James L. Goldsmith, Esquire
Employment mobility is here to stay. Few people work for a single company throughout their careers anymore. Not surprisingly, competition between brokers for productive real estate agents makes agent mobility a fact of life in our industry.
Some brokers are fed up with competitors who are unabashed in their efforts to pluck the brokers' better agents. One tool used to prevent agents from not only leaving a broker's office but becoming a member of a competitor's company is a covenant "not-to- compete" between broker and agent.
Here's the story on covenants not-to-compete: sometimes they work and sometimes they don't. The law frowns on agreements that restrict one's ability to work and move freely in the marketplace, however, if properly drafted, with appropriate geographic and time limitations, such covenants will be enforced.
A court will not forecast what it considers to be a reasonable time/place restriction and will only decide these issues when an actual case in controversy is presented to it. Factors such as population density and level of competition will be considered. A court that finds the restriction too lengthy in time or too broad in its geographic range will make no attempt to redraft the covenant to make it fair but will deny its enforceability altogether.

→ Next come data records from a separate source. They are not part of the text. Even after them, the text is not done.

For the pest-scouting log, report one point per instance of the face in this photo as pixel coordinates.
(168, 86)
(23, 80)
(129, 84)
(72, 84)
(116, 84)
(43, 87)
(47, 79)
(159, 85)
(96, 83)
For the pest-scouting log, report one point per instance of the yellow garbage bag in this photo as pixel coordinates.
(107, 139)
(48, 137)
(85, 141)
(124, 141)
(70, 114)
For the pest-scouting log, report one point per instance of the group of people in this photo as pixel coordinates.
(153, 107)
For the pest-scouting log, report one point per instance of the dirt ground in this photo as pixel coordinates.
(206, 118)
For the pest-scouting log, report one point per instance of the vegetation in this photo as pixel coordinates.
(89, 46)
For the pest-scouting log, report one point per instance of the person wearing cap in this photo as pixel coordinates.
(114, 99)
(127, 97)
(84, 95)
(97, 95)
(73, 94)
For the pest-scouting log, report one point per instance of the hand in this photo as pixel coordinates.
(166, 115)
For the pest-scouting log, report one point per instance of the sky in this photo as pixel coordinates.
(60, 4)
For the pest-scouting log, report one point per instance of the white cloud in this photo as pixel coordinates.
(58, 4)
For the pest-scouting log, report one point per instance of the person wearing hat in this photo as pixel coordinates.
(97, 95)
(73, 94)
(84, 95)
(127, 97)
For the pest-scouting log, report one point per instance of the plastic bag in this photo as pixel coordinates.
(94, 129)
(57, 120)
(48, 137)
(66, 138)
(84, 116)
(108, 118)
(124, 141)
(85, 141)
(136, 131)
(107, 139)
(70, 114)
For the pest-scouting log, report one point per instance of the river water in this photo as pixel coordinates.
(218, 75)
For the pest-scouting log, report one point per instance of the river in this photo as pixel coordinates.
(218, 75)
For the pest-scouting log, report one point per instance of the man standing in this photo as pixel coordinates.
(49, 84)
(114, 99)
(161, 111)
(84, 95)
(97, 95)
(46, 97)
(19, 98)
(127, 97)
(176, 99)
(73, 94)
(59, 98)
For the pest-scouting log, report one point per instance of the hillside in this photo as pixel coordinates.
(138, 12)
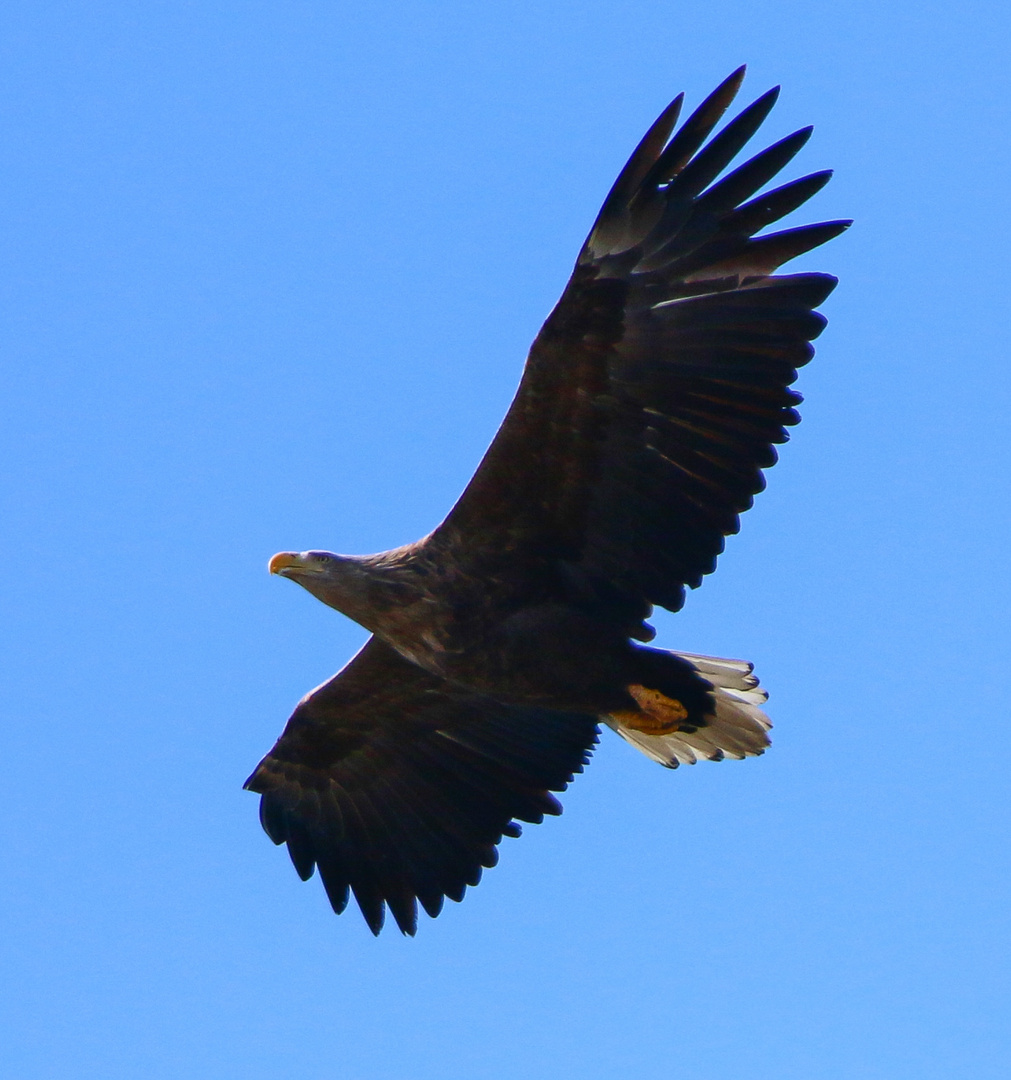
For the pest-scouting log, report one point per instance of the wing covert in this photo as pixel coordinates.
(659, 387)
(399, 786)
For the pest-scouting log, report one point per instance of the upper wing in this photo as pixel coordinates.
(399, 785)
(657, 388)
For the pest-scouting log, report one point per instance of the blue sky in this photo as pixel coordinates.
(269, 273)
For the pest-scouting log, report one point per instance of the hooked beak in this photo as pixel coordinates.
(285, 562)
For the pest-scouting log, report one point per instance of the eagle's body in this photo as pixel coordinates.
(650, 402)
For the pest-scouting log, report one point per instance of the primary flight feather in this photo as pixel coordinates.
(651, 401)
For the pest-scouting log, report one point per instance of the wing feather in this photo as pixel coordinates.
(399, 786)
(658, 388)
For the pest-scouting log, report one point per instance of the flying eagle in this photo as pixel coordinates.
(649, 405)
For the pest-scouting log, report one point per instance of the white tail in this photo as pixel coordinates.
(736, 729)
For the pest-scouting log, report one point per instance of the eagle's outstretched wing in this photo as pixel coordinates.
(657, 388)
(399, 786)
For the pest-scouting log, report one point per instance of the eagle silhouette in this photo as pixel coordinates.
(650, 402)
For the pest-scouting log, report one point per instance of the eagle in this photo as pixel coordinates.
(650, 403)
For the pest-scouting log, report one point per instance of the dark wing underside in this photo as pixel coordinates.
(656, 391)
(399, 786)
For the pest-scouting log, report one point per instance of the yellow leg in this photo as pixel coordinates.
(657, 715)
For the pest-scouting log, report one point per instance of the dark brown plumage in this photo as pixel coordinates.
(651, 401)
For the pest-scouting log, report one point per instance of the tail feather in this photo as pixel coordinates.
(737, 728)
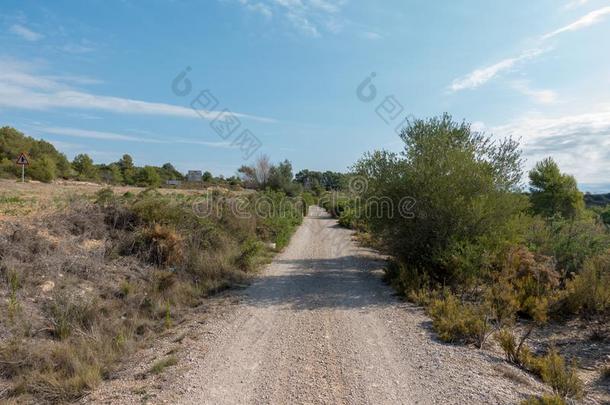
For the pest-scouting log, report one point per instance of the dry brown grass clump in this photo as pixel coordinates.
(87, 284)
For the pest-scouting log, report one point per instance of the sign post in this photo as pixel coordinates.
(22, 160)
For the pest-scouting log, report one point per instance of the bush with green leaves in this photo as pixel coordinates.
(463, 185)
(455, 321)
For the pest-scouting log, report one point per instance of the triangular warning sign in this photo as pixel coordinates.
(22, 160)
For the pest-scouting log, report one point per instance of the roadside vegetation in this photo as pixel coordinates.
(84, 286)
(491, 262)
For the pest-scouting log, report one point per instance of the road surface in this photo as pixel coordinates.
(320, 327)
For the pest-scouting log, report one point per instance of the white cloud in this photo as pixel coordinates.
(19, 88)
(117, 137)
(592, 18)
(575, 3)
(481, 76)
(371, 35)
(25, 33)
(84, 133)
(310, 17)
(301, 23)
(580, 143)
(542, 96)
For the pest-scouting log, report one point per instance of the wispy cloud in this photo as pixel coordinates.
(371, 35)
(309, 17)
(575, 3)
(19, 88)
(482, 75)
(118, 137)
(588, 20)
(25, 33)
(542, 96)
(567, 138)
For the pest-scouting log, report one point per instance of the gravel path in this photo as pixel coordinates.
(320, 327)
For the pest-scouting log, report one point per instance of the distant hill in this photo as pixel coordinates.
(597, 200)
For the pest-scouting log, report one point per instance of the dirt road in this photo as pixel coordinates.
(320, 327)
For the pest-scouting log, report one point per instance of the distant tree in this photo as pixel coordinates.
(262, 166)
(281, 178)
(128, 170)
(111, 173)
(332, 180)
(554, 193)
(46, 163)
(309, 179)
(84, 168)
(605, 216)
(207, 177)
(256, 175)
(148, 177)
(248, 175)
(64, 169)
(43, 169)
(169, 172)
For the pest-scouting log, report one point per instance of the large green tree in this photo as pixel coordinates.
(452, 193)
(84, 168)
(553, 193)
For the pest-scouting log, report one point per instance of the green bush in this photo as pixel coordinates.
(454, 321)
(462, 185)
(588, 293)
(562, 378)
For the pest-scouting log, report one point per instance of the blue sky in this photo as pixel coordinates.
(96, 76)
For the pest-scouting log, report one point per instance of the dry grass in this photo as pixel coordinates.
(160, 365)
(87, 283)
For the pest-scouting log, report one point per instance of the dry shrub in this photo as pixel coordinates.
(544, 400)
(81, 218)
(162, 246)
(588, 293)
(162, 364)
(551, 368)
(56, 371)
(458, 322)
(562, 378)
(71, 314)
(516, 353)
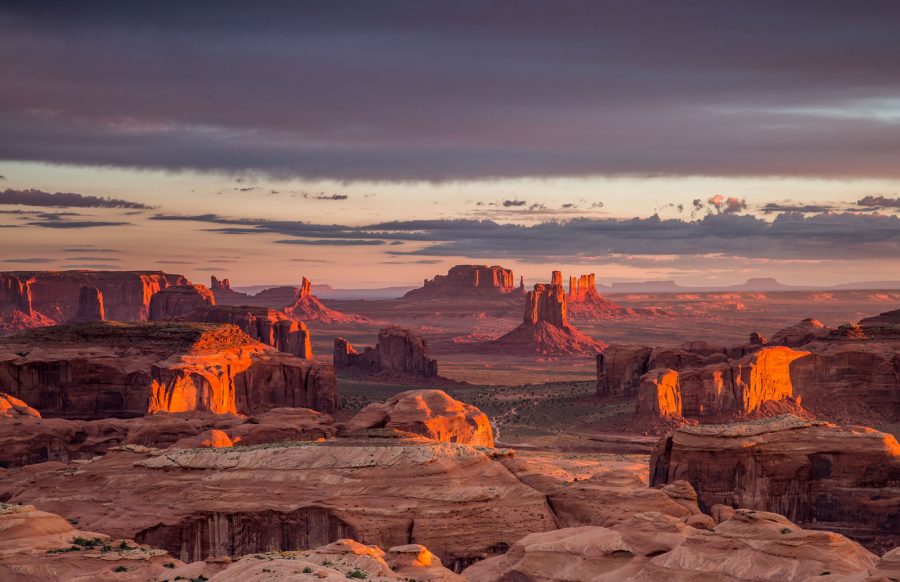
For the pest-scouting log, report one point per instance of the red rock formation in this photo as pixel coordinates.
(397, 351)
(430, 413)
(102, 370)
(126, 294)
(815, 473)
(545, 326)
(307, 307)
(179, 300)
(90, 306)
(467, 280)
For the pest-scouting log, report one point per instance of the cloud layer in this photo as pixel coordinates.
(448, 90)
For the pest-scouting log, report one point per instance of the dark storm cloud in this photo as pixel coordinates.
(789, 235)
(63, 199)
(879, 202)
(447, 90)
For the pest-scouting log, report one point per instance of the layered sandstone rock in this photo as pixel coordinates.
(121, 370)
(126, 294)
(467, 280)
(817, 474)
(398, 351)
(37, 545)
(90, 306)
(752, 545)
(545, 326)
(307, 307)
(178, 301)
(457, 500)
(430, 413)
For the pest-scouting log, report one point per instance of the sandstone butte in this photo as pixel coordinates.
(468, 281)
(265, 325)
(35, 298)
(848, 375)
(398, 351)
(145, 368)
(430, 413)
(845, 479)
(41, 545)
(545, 327)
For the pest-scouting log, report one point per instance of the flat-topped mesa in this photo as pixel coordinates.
(467, 280)
(100, 370)
(179, 300)
(90, 306)
(845, 479)
(307, 307)
(126, 294)
(397, 351)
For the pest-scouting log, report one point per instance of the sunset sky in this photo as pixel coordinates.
(371, 144)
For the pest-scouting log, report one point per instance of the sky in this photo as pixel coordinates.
(369, 144)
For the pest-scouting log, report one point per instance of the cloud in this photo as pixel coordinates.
(879, 202)
(374, 92)
(64, 200)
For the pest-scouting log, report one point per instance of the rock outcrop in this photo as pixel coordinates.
(126, 294)
(26, 438)
(751, 545)
(430, 413)
(103, 370)
(90, 306)
(307, 307)
(467, 280)
(545, 326)
(388, 490)
(179, 300)
(817, 474)
(398, 351)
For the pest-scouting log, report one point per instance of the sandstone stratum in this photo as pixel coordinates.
(105, 369)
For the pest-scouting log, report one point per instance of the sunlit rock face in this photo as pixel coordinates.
(817, 474)
(126, 294)
(398, 351)
(545, 326)
(467, 280)
(122, 370)
(430, 413)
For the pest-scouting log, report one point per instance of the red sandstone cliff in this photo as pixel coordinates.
(397, 351)
(467, 280)
(545, 326)
(122, 370)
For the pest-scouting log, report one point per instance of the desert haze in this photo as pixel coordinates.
(517, 291)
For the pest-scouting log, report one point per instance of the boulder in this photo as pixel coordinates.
(845, 479)
(398, 351)
(178, 301)
(430, 413)
(467, 280)
(100, 370)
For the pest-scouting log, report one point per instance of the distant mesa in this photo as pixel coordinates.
(103, 369)
(398, 351)
(545, 327)
(469, 280)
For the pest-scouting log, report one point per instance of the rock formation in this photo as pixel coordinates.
(26, 438)
(430, 413)
(398, 351)
(122, 370)
(388, 490)
(467, 280)
(751, 545)
(126, 294)
(817, 474)
(179, 300)
(90, 306)
(545, 326)
(307, 307)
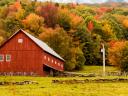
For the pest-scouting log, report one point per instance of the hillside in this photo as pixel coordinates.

The level of office-hopping that goes on in this industry and the fact that brokers consider their sales affiliates to be independent contractors both speak to a likelihood that only limited covenants will succeed.
These same factors, when applied to key personnel such as managers and trainers, may suggest that lengthier time limitations and geographic restrictions can be applied lawfully. REALTORS® who care about the enforceability of a specific covenant are wise to consult legal counsel who can investigate local decisions on the subject and better assess the standards that apply.
In addition to carefully setting the limitations of a covenant, assuring that it is "paid for" is essential. Every contract must be supported by consideration in order to have binding effect. Consideration is nothing more than the value that is exchanged for the promise. A covenant brings value to the broker by making it more difficult for competitors to take sales affiliates. What is the value exchanged for this benefit? The promise of continued affiliation has been determined to be insufficient to bring enforceability to a covenant not-to-compete. In other words, requiring a salesperson to sign a covenant not-to-compete if he wants to remain with the broker is not a fair exchange of value, according to Pennsylvania common law. When a covenant not-to-compete is made part of the original broker/salesperson contract, the covenant is enforceable because it was given by the salesperson in exchange for the broker's agreement to hire the salesperson, pay a commission split, etc. When an existing salesperson is promised a higher commission split, then the covenant is traded for something of value and would be enforceable.
In any case, REALTORS® should consult legal counsel when considering the benefits of a covenant not-to-compete.